She’s reading a book, pretending she’s calm. Her mouth keeps twitching like a joke is brewing behind her lips.

I’m pretending I’m calm too. My hand rests on her thigh, casual. Protective. Possessive, if I’m honest.

Rowan glances up at me. “You’re brooding.”

“I’m thinking.”

“That’s still brooding.”

I almost smile. Almost. Then my phone rings. The sound snaps through the room like a warning shot. Rowan stiffens instantly, her body going alert even before her brain catches up. That’s the training. She learns fast. I check the screen.

Cal.

I answer on the first ring. “What’s up?”

Cal’s voice is clipped, urgent. “Sin.

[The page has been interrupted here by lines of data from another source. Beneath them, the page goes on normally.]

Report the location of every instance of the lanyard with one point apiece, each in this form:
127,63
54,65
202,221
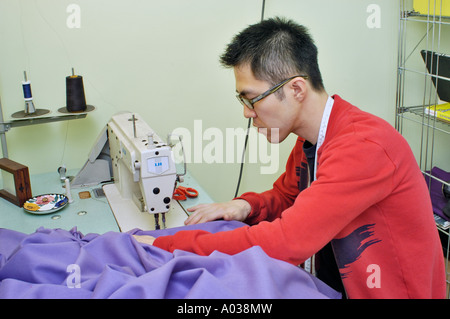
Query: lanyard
323,129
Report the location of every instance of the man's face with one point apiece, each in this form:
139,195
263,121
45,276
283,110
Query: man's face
270,115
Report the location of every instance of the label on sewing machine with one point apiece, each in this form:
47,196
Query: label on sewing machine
158,165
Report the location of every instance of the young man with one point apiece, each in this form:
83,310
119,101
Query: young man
352,193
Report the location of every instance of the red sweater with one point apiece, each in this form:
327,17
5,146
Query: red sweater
370,200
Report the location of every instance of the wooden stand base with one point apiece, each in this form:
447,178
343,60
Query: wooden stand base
21,182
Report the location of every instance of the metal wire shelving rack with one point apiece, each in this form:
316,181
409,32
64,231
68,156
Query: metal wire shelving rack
428,136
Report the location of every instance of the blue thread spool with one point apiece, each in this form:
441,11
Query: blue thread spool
27,90
75,98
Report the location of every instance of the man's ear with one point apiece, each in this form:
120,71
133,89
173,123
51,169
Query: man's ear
298,87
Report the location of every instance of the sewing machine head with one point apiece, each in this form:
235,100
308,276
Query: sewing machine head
143,165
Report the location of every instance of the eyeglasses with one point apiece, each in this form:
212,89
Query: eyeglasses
249,103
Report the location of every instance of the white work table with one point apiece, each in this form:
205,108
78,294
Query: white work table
90,215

We’ve got movement. Real movement.”

My spine tightens. “Talk.”

“We traced the management profile on Rowan’s phone,” he says. “Not just where it came from. Who initiated the chain.”

Rowan’s eyes lock on my face. She can’t hear him, but she can read the shift in me like she’s been studying my tells.

Cal continues. “The profile was pushed through an internal system tied to her paper. It wasn’t random spyware. It was targeted. Someone with access to their network and credentials sent a link disguised as a security update. It got her to authorize the profile without realizing what it was.”

My jaw clenches. “You’re saying it came from inside her workplace.”

“Yes.” Cal pauses. “And we have the name.”

My pulse hits hard once. “Who?”

“It’s her editor in chief,” Cal says. “Her boss. Randy O’Connell.”

Rowan’s hand grips my forearm. “What?” she mouths silently, eyes wide.

I stand slowly, moving away from her so I can think. “You’re sure.”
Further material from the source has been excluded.